SANDERS: “Any lunatic tomorrow, any person can walk into a theater and do something horrific. For us to tell you that that will not happen would be untrue. What the president said, he said look, this is a tough issue. But we have got to do everything we possibly can to minimize the possibility of these mass killings. You are looking at a guy who comes from a rural state with no gun control. I have a D minus voting record from the NRA. You are looking at a guy who in 1988 lost a statewide election for congress because I was the only candidate who said you know what, I don't think it's a great idea in this country to be selling military style assault weapons which are designed to kill people. I lost that election by three votes. I agree with what the secretary said. We need to expand and improve the instant background checks. Bottom line is people who should not have guns in America should not be able to buy guns in America.”

ON THE 1994 CRIME BILL

CLINTON: “Senator Sanders voted for that bill and we both supported it. It's fair to say we did because back then there was an outcry over the rising crime rate. People from all communities were asking that action be taken. My husband said at the NAACP last summer, it solves some problems, but created other problems -- and I agree. One of the problems was unfortunately a move to expand the reasons why people would be incarcerated, not just at the federal level which is what this bill is about, but in states and localities as well. That's why the first speech that I gave this this campaign was about criminal justice reform and ending the era of mass incarceration. I believe absolutely that too many families were broken up. Too many communities were adversely affected.”

ON RACE ISSUES

CLINTON: “Being a white person in the United States of America, I know that I have never had the experience that so many people in this audience have had. I think it's incumbent upon me and what I have been trying to talk about is to urge white people about what it is like to have the talk with your kids, scared that yours or daughters even could get in trouble for no good reason whatsoever -- like Sandra Bland -- and end up dead in a jail in Texas. I have spent a lot of time with the mothers of African-American children who lost them -- Trayvon martin's mother. I got to know them, I listened to them.”
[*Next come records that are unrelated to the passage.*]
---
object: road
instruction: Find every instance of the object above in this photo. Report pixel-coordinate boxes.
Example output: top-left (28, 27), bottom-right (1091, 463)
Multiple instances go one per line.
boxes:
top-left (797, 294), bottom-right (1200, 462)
SANDERS: "I was with some young people in the Black Lives Matter movement. A young lady comes up to me and she says you don't understand what police do in certain black communities. 'You don't understand the degree to which we are terrorized. And I'm not just talking about the horrible shootings that we have seen which have got to end, we have to hold police officers accountable, I'm just talking about everyday activities where police officers are bullying people.' So, what, to answer your question, I would say and I think it's similar to what the Secretary said, when you're white, you don't know what it's like to be living in a ghetto, you don’t know what it's like to be poor. You don't know what it's like to be hassled when you walk down the street or you get dragged out of a car. And I believe as a nation in the year 2016, we must be firm in making it clear. We will end institutional racism and reform a broken criminal justice system."

CLINTON AND SANDERS DEBATE THE 1990s

CLINTON: “If we are going to talk about the 90s, let's talk about 23 million new jobs and incomes went up for everybody and the median African-American income went up 33 percent at the end of the 90s and we lifted more people out of poverty than at any other time in recent history. We were on the right path. More jobs, rising incomes, along came George W. Bush and trickle down economics and brought us the great recession which thank goodness president Obama has been digging us out of ever since."

SANDERS: “Secretary Clinton is right: The 1990s created jobs and I supported many of your husband's initiatives. You know we deregulated wall Street that allowed it to end up destroying our economy. We passed NAFTA and other disastrous trade agreements that had a horrendous impact on African-Americans in particular in Detroit and all across this country. A lot of good things happened, but a lot of bad things happened. I voted against the trade agreements and ensuring wall Street.”